Atlantic sardine crostini was a great way to start, with some beautifully cured fish and fresh avocado on delicious toasted sourdough. Thin slices of pickled onion and some lime cut the oiliness perfectly.
Pork chicharones, an oft-mentioned favorite, came with thick, fatty cubes of rind. Onion made a reappearance, this time as whole pickled pearl onions, slightly sweet, with pieces of fig.
I'm drawing a bit of a blank on the lamb heart kabobs, which I think means they were fine, but perhaps overshadowed by the other dishes.
Wood roasted clams came in a deliciously rich chorizo vinaigrette. This also came with toasted sourdough, which made for an excellent mop.
Charred gem lettuce was a stunner, even after Son of a Gun's take. This version came with crispy, flavorful strips of pancetta, crumbled blue cheese and dates (which I insisted were figs...I blame the alcohol). I was still nibbling on bits of pancetta long after Bob had admitted defeat.
Wood roasted cauliflower was my least favorite dish. Nothing wrong with it, but like the lamb heart, it didn't knock my socks off. Apparently it came with anchovy pesto and pine nuts, but I don't remember those at all.
And finally the highlight, the beef "pho-paccio". Wafer thin slices of beef, basil, cilantro and chili arranged flat instead of in a broth.
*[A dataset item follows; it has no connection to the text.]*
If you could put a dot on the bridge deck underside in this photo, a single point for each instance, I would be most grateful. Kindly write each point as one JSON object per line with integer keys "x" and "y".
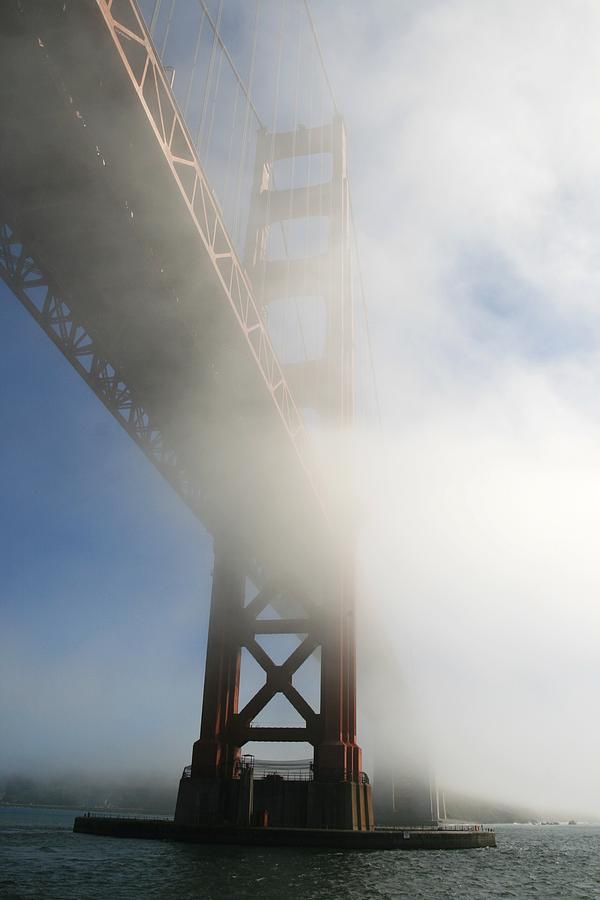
{"x": 86, "y": 184}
Dare I use the word "deconstructed" *ducks*. Kirschner has exploded a bowl of pho onto a plate. It reminds me of the toffee dish at Saison and the rice crispies at Crenn, in that it totally throws you for a loop, but it works. I'm still tasting pho a week later.
Many thanks to Bob for suggesting it and joining me, and also to Abraham and Johnnie for the great service.
Tar & Roses
602 Santa Monica Blvd, Santa Monica, CA 90401
Paella - loved it - but I am not "qualified" to comment and/or contrast it to the world's best paellas. It was about a year and a half ago and it was really, really delicious.
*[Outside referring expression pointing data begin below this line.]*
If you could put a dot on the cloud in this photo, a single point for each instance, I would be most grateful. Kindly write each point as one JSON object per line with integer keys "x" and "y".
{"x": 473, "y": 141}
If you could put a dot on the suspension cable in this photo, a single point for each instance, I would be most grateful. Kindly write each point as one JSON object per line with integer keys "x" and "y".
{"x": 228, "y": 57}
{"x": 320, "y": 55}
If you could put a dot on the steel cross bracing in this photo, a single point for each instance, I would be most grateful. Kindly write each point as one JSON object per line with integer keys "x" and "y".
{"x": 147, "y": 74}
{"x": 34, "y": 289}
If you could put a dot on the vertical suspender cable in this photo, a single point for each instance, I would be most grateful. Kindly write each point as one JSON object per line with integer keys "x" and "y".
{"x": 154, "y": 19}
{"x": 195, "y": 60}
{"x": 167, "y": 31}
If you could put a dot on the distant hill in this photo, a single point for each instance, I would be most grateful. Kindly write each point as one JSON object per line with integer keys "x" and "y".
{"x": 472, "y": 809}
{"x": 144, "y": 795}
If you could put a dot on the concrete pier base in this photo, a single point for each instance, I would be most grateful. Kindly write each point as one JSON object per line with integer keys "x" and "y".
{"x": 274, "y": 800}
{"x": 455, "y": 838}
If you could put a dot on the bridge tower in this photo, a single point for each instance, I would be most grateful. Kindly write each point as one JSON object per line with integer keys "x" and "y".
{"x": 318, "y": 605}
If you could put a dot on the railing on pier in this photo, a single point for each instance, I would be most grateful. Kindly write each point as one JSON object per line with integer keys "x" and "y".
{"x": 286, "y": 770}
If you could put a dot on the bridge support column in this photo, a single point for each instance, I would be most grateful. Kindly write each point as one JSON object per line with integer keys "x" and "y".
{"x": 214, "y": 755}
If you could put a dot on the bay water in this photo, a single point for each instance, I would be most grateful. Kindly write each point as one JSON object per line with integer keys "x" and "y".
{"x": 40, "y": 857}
Goat - long story that ends with 'No, I have not tried it." Basically, a group of about 10 of us reserved it for a Saturday night, but somebody at T&R forgot to place the order to the goat-guy/gal. The restaurant was terribly embarrassed when they realized the mistake that Saturday AM. They ended up comping a good portion of a giant (and excellent) meal that we had that evening, but we never got around to re-ordering the goat. I am...ummm....game....for it anytime, if you want to put together a gaggle of goat-heads, Porthos!